32% of Americans believe they don’t pay any investment fees or have no clue what they are.
Newsflash – your local financial salesperson doesn’t work for a non-profit. Unless you include your retirement account but I digress.
Public school teachers deserve an F in fee comprehension. They have terrific tutors in conflicted annuity salespeople who tirelessly to make sure there’s no improvement in their grades.
For example, most teachers own variable annuities with annual expenses north of 2%. A big chunk of these fees includes something called M/E insurance. This guarantees the beneficiaries of teacher’s 403(b) accounts receive no less than the number of premiums they contributed.
What are the chances these two perfect storms (Untimely death alongside a market crash) occur? The answer – almost zero.
I asked Nick Maggiulli, our data ninja to run some numbers.
What would happen if a teacher saved for 30 years in a 60/40 portfolio and died immediately upon retirement at age 60?
What is the probability their beneficiaries would collect the M/E insurance?
Was this probability worth the cost of sacrificing almost 50% of real returns over 30 years?
Take a look at Nick’s results.
The odds of this happening are quite small and disappear completely 10 years into retirement.
Moshe Milevsky and Steven E. Posner completed a study in order to determine the true value of this death benefit. Milevsky is a Mathematician and Physicist, while Possner works for Goldman Sachs.
In their April 4 report, The Titanic Option: Valuation of the Guaranteed Minimum Death Benefit in Variable Annuities and Mutual Funds, they reach the conclusion that a simple return-of-premium death benefit is worth from 1 to 10 basis points a year, depending on gender, purchase age and asset volatility. In contrast, the median mortality and expense charge for return-of-premium variable annuities is 115 basis points, according to the report.
Salespeople are overcharging teachers ten-fold on this product!
How do the rest of us fare regarding the costs of our investments?
A Report of the National Financial Capability Study provides some disturbing facts. Some of the highlights include:
Only 33% of investors can more than 50% of a 10 question quiz on investing. The average score is 4.7.
14% believe they don’t pay any investment fees.
17% have no idea what they are paying.
32% of mutual fund investors think they pay no fees.
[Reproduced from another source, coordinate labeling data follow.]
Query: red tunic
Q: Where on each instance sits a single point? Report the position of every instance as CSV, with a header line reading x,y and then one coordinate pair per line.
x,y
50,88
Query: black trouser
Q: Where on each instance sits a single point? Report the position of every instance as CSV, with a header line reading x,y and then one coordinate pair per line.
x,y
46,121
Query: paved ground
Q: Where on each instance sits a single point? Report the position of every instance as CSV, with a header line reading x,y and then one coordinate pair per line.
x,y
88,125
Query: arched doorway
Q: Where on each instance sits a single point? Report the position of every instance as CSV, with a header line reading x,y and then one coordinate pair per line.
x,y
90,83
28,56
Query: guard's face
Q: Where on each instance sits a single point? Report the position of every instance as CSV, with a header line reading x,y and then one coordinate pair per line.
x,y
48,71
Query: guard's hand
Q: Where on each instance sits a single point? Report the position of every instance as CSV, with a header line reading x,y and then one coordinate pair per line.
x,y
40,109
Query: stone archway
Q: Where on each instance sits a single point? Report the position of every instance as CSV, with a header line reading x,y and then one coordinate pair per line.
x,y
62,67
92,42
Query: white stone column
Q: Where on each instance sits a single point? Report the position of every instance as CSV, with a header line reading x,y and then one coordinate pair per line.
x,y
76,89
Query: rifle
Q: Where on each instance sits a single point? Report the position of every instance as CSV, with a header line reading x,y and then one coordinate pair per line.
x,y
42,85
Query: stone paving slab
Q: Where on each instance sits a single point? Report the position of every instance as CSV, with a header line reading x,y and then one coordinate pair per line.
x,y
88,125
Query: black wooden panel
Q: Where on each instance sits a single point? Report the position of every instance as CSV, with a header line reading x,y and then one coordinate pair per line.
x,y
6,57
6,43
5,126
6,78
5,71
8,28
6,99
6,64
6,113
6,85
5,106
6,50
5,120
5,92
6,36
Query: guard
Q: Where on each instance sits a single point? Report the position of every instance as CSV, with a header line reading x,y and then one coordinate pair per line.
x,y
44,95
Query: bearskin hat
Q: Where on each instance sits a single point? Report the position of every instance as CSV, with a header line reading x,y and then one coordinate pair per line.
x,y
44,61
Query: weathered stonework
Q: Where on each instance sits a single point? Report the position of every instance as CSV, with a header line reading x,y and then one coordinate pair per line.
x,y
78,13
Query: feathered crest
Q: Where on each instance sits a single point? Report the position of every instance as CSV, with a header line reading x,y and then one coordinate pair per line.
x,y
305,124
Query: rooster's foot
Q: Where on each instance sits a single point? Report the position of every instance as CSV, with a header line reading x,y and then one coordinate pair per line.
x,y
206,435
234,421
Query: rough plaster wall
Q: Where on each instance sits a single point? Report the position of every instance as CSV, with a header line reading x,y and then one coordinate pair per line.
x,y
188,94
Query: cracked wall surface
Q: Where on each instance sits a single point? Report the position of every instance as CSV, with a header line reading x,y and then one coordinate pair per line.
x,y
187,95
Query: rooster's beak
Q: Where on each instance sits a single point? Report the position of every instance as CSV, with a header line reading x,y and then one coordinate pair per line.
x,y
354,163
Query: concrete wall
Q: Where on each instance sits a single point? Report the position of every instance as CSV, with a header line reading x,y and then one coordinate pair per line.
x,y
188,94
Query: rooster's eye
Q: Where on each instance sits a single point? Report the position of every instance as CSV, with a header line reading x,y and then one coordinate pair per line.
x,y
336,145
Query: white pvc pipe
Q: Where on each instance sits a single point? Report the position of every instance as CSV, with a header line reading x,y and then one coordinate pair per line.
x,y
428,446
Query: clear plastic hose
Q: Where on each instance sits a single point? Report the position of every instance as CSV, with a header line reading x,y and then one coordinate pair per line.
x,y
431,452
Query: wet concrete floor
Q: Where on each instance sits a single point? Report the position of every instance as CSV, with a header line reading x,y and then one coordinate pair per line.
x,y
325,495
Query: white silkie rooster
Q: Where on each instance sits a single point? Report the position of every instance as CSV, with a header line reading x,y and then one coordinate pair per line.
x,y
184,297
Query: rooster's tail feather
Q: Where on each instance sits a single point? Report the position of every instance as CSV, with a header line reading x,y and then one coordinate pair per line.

Only 4% think their portfolios will underperform the market.
29% feel they will beat the market.
Men are more likely to think they will beat the market 32%-25%.
46% mistakenly think past performance is a good indicator of future results.
70% didn’t understand the main advantage of index funds is their generally lower fees and expenses.
Wow! Maybe we should stop picking on the teachers.
Why in God’s name are time and effort devoted to making more complex products like private equity and hedge funds available to retail investors?
Before making these products widely available to the masses wouldn’t it make sense to make sure they knew the benefits of simple index funds first?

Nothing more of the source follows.